The pandemic has turned baseball, basketball, and hockey upside down since early March. Pro football may yet get walloped, too. But as long as superstar players like Patrick Mahomes and Tom Brady are around, the NFL playoffs will remain must-see viewing. That helps explain why Super Bowl 55 has already set a record.
Super Bowl 55 will arrive 150 days after the NFL season kicks off
The start of the 2020 NFL season is set for Sept. 10 as the Houston Texans take on the defending Super Bowl champion Kansas City Chiefs. Assuming it can get through the remainder of the preseason without a hitch – remember, the NFL has already done away with preseason games because of the COVID-19 pandemic – the opener would put the league on track for a “normal” season. The NBA, NHL, and MLB did not have that good fortune.
The Sept. 10 start date also triggers the 150-day countdown to the biggest annual sporting event in the country: Super Bowl 55 on Feb. 7, 2021, in Tampa, Florida. CBS owns the television rights to the game and understandably has big plans and expectations.
Super Bowl 54, in which the Kansas City Chiefs defeated the San Francisco 49ers and confirmed Patrick Mahomes’ status as the new face of the NFL, attracted an audience of 102 million viewers on Fox, its digital platforms, and its Spanish language channel, according to The Wall Street Journal.
CBS expects to reap a bonanza from Super Bowl 55
According to data from Kantar, a firm that tracks advertising, Fox brought in $525.4 million in revenue from its telecast of Super Bowl 54, in which the Kansas City Chiefs beat the San Francisco 49ers, 31-20. Forbes reported $426 million came from in-game ads. The network did it by charging a record amount for commercial time, as advertisers paid as much as $5.6 million for a 30-second spot on TV and the digital platforms.
Now, the parent company of CBS intends to break new ground with Super Bowl 55. ViacomCBS Inc. is asking $5.5 million for a 30-second TV commercial but is also tacking on a mandatory $200,000 for its online streaming, the Wall Street Journal reported.
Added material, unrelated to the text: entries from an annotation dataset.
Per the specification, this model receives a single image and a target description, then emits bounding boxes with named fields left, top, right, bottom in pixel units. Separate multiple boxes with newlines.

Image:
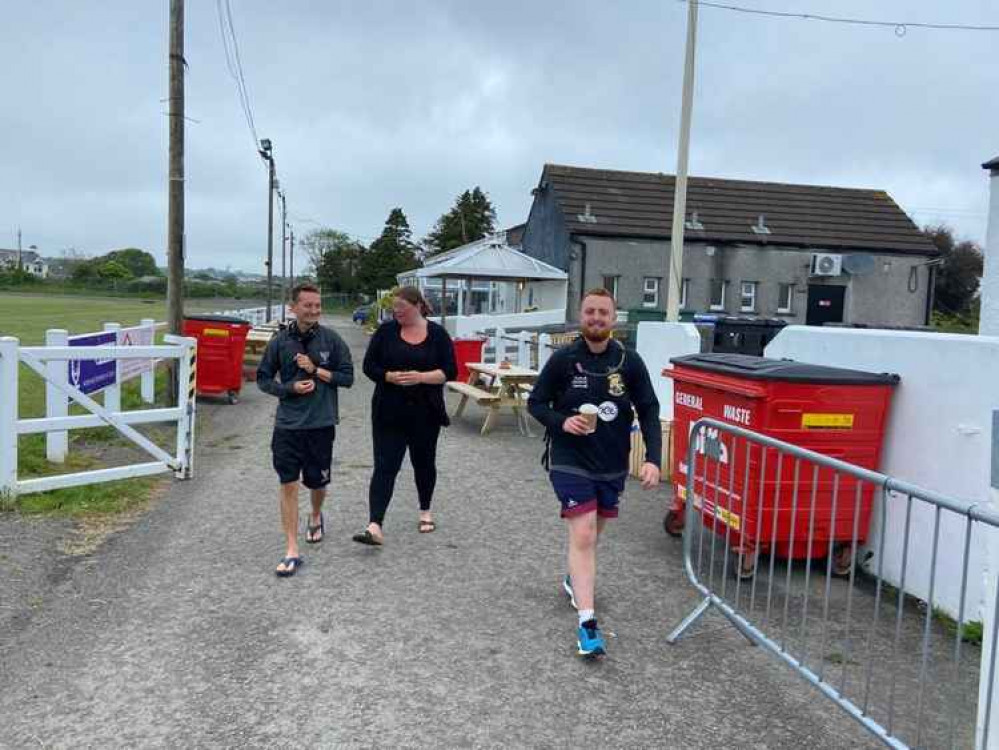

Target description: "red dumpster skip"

left=454, top=337, right=486, bottom=383
left=184, top=315, right=250, bottom=404
left=663, top=354, right=899, bottom=574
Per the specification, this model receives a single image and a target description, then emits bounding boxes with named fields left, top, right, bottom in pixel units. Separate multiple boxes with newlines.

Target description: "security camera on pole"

left=258, top=138, right=274, bottom=323
left=666, top=0, right=697, bottom=322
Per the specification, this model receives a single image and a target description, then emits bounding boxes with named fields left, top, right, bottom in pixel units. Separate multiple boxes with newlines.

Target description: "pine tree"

left=357, top=208, right=419, bottom=293
left=424, top=185, right=496, bottom=256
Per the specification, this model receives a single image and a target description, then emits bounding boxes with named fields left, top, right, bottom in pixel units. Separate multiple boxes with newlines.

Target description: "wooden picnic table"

left=447, top=362, right=538, bottom=437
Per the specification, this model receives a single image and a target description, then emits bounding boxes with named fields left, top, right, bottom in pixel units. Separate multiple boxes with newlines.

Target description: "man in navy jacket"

left=257, top=284, right=354, bottom=576
left=527, top=289, right=662, bottom=656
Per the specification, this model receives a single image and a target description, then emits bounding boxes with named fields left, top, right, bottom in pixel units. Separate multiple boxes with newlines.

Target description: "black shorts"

left=271, top=425, right=336, bottom=490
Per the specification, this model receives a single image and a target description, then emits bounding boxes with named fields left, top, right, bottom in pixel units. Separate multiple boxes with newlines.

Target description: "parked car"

left=351, top=305, right=371, bottom=325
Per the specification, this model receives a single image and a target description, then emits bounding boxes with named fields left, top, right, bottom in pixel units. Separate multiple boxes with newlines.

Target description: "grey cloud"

left=0, top=0, right=999, bottom=270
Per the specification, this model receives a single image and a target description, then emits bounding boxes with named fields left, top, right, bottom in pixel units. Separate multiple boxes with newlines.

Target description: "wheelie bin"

left=663, top=353, right=899, bottom=574
left=184, top=315, right=250, bottom=404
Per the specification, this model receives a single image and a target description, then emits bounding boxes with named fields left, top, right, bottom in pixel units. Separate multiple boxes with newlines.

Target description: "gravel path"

left=0, top=319, right=879, bottom=750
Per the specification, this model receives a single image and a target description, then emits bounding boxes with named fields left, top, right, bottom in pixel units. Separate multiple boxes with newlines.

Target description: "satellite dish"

left=843, top=253, right=875, bottom=276
left=815, top=255, right=836, bottom=274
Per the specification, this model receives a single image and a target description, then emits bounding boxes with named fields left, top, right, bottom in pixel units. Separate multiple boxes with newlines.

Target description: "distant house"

left=0, top=250, right=49, bottom=279
left=521, top=164, right=938, bottom=326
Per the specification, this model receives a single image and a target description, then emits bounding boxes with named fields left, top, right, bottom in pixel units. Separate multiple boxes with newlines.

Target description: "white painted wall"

left=978, top=169, right=999, bottom=336
left=766, top=326, right=999, bottom=620
left=431, top=307, right=565, bottom=337
left=636, top=320, right=701, bottom=419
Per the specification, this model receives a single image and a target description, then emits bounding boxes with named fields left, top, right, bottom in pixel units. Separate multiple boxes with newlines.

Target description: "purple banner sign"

left=67, top=331, right=118, bottom=393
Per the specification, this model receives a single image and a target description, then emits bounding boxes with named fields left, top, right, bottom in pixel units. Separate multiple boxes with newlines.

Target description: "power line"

left=215, top=0, right=260, bottom=151
left=679, top=0, right=999, bottom=36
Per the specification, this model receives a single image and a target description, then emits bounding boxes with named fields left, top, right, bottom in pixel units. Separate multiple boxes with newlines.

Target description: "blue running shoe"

left=562, top=573, right=579, bottom=610
left=576, top=620, right=607, bottom=656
The combined $5.7 million price tag sets a record for the Super Bowl.
“The NFL has been, is and will be an active marketplace because there are big ratings,” Mike Law, president of the Amplifi ad-buying group, told the paper.
Still, the list price of $5.7 million is only a starting point in negotiations. Many advertisers pay less by buying multiple 30-second spots or through agreements with the network for overall spending during the year.
With so many other sports and entertainment events canceled or postponed since March and future dates for traditional events always at risk from a second wave of the pandemic, CBS figures to reap a financial bonanza despite the less than 2% increase over Fox’s Super Bowl 54. Forbes figures Fox made 27% more than CBS brought in from Super Bowl 53, so any number CBS registers above Fox’s total will still qualify as a big win.
Advertisers will have an escape clause
Although NFL commissioner Roger Goodell has consistently said the league expects to conduct a full season and playoffs, COVID-19 has more than five months between now and Super Bowl 55 to throw the season into turmoil.
With that in mind, ad buyers are asking for a way out of their contracts if the championship game does not get played. Contracts in the past traditionally addressed “make-goods,” through which advertisers are given discounts on future ad time if the Super Bowl viewer ratings don’t meet expectations.
In this case, however, buyers are negotiating full refunds in the event of a cancellation rather than applying their money toward other content.
“There’s no plan B for Super Bowl,” said Tom McGovern, president of marketing agency Optimum Sports.